We have based our work on this awesome paper that explains how some
researchers encrypted Google Docs’ Operational Transformations. We have took
their ideas and adapted them to Apache Wave’s architecture.

Produced work

To sumarize the work we have produced, we have recorded this video:

To encrypt the messages we have used the algorithm AES-GCM from the WebCrypto
API. We have used JsInterop bindings to call it from our Java classes.

Messages are properly encrypted and decrypted when they are sent and received
by the clients. The texts of a documents are also properly recovered from the
server’s snapshot. Everything seems to run smoothly, except for some annoying
bugs that appear sparsely, and a serious user interface bug that prevents users
that did not created the wave to decrypt its snapshot. My mentor and me think
that we can fix them quickly, just after the program has ended.

How to use it

Running our modified version of Wave does not require any additional
configuration, just use Gradle commands as usual. To compile the code and
run the server use:

$ ./gradlew run

And open the url http://localhost:9898/ with any browser. Once registered and
logged in, use the “New Encrypted Wave” button to create a new encrypted wave.

Encrypted Wave button

In its URL you can see that the new wave’s identifier starts with “ew+” instead
of “w+”, as it is usual in common waves. Also, a symmetric cryptographic key is
attached, after the wave identifier, separated by an exclamation mark (!).

Encrypted Wave URL

The user must preserve that URL (or at least the key part) in order to open the
wave again in the future.

Future work

AES-GCM assures both confidentiality and integrity for the messages written by
the legitimate users, but an attacker who has the control over the server can
still do a lot of harm:

  • Only the text of a document is encrypted, but not other parts like the content
    of its hiperlinks, for example. We should extend the encryption beyond the
    inserted characters.
  • The authentication could also be extended to all the components, not only text
    ones. Also, as the paper states that the history of a document should
    also be authenticaded (see appendix A.2).
  • It is unlikely to hide the structure and format of the document to the server,
    but we may be able to hide some more information, like user’s typing traits.

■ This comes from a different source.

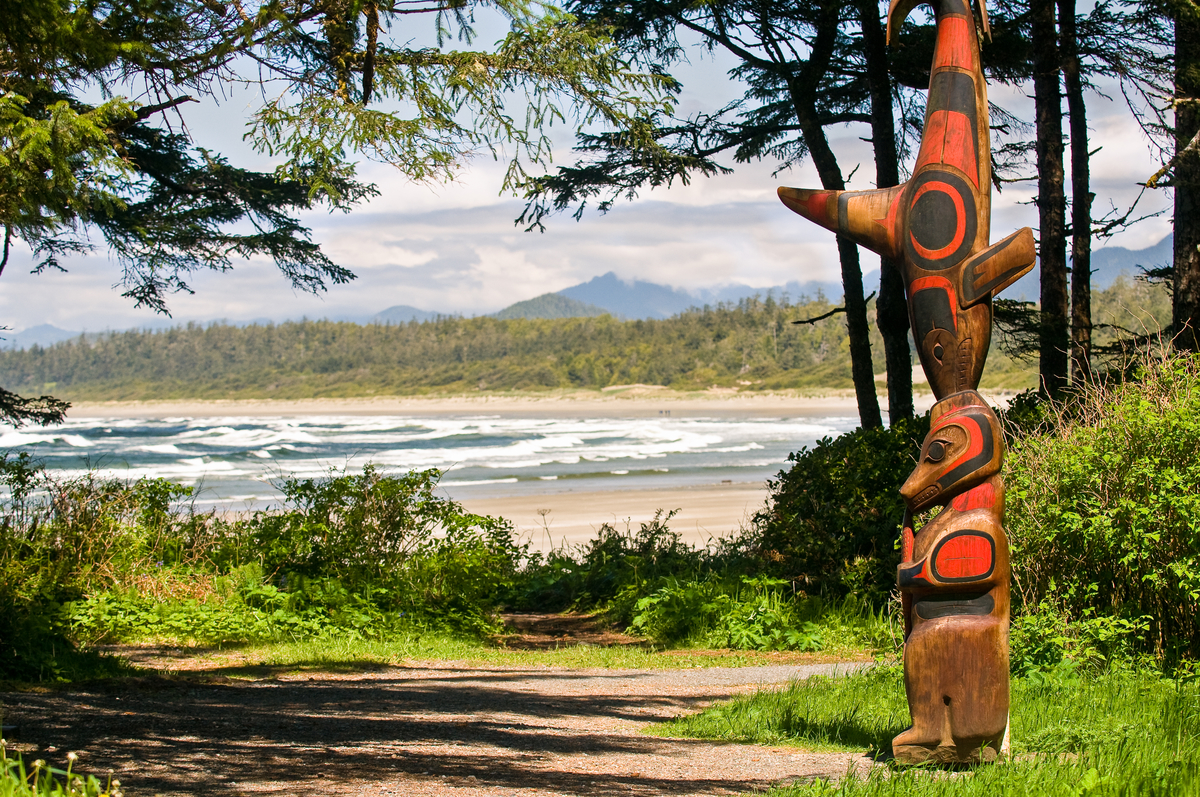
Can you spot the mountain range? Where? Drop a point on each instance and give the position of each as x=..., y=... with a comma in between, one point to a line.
x=639, y=299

On the other hand, it is not convenient having users handling symmetric keys by
themselves. Keys should be encrypted and stored in the server as user data. To
do so, we should derive a key from the user’s password using pbkdf2 (available
in the WebCrypto API), to encrypt all the keys a user generates or registers
for her waves.

The users could use public key cryptograpy in order to being able to invite each
other to edit in a wave document. This feature were part of the original plan of
work for this Summer, but we have had not enough time to develop this part.